Die Bedeutung dieser Herrenworte für die neutestamentliche Exegese wird regelmäßig unterschätzt.[2]

Inhaltsverzeichnis

Definition

A. Maas definiert ein Agraphon mithilfe der folgenden drei Kriterien:[3]

  • Es muss ein echtes "Wort" (im Sinne eines realen Ausspruches) sein, kein Diskurs, keine Abhandlung oder Predigt (wie z.B. die Pistis Sophia).
  • Es muss ein tatsächlicher Ausspruch von Jesus sein (es gibt z.B. Kirchenväterstellen, die Jesus fälschlicherweise alttestamentliche Zitate oder zu ihrer Zeit bekannte Sprichwörter in den Mund legen).
  • Es darf keine einfache Variante zu einem bereits aus dem Neuen Testament bekannten Ausspruch sein.

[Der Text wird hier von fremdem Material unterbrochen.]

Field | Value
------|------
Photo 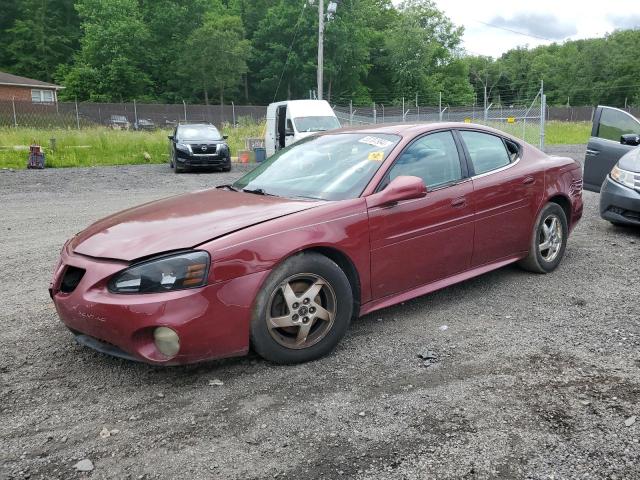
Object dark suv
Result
[169,123,231,173]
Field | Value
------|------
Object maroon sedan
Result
[51,123,582,365]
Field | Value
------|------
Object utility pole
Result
[484,83,488,122]
[318,0,324,100]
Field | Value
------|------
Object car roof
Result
[178,122,215,127]
[322,122,516,140]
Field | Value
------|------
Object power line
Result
[474,20,555,42]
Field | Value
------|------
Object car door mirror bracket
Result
[367,176,427,208]
[620,133,640,146]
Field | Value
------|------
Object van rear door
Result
[584,106,640,192]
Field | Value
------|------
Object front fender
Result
[199,198,371,303]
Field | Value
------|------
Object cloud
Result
[489,12,578,40]
[609,14,640,30]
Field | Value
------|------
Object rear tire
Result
[251,252,354,364]
[518,203,569,273]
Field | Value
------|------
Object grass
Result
[0,122,264,169]
[545,122,591,145]
[0,122,591,169]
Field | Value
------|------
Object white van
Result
[264,100,340,157]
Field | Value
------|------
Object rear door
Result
[459,130,544,267]
[584,107,640,192]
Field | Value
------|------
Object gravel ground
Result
[0,146,640,479]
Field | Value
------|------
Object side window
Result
[504,139,520,162]
[598,108,640,142]
[389,132,462,188]
[460,130,511,175]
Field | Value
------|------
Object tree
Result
[384,0,473,103]
[58,0,152,101]
[183,10,251,105]
[0,0,80,81]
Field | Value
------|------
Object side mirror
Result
[620,133,640,147]
[367,176,427,208]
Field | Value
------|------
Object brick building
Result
[0,72,64,103]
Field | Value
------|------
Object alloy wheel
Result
[538,215,562,262]
[266,273,337,349]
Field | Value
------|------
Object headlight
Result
[611,165,636,188]
[109,251,211,293]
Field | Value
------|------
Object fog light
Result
[153,327,180,357]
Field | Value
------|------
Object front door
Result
[584,107,640,192]
[369,131,474,299]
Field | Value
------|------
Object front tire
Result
[251,252,354,364]
[519,203,569,273]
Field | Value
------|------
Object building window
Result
[31,90,55,103]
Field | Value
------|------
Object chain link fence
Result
[333,90,548,148]
[0,100,267,129]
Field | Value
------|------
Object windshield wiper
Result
[242,188,275,197]
[216,184,238,192]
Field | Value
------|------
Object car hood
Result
[618,147,640,172]
[69,189,324,261]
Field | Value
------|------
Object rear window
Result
[598,108,640,142]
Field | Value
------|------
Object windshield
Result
[293,116,340,132]
[233,133,400,200]
[178,125,222,140]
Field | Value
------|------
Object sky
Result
[424,0,640,57]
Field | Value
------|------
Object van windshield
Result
[293,116,340,132]
[233,133,400,200]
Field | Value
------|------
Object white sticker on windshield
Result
[359,136,393,148]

Um als authentisches Jesuswort in Betracht gezogen zu werden, muss ein Agraphon außerdem externe und interne Kriterien erfüllen:[3]

  • Extern: Die Quelle des Agraphon muss in einer realistischen Nähe zum historischen Jesus stehen. Für den im frühen 2. Jahrhundert schreibenden Papias kann z. B. angenommen werden, dass er Zugang zu authentischem Jesusmaterial hatte, das nicht in die Evangelien aufgenommen wurde. Für die im 3. Jahrhundert geschriebene Pistis Sophia ist das dagegen weit unwahrscheinlicher.
  • Intern: Das Agraphon darf inhaltlich dem bekannten kanonischen Material nicht diametral entgegen stehen, wogegen Ergänzungen, Nebenaspekte, Schwerpunktverlagerungen oder zusätzliche Gedanken durchaus möglich sind.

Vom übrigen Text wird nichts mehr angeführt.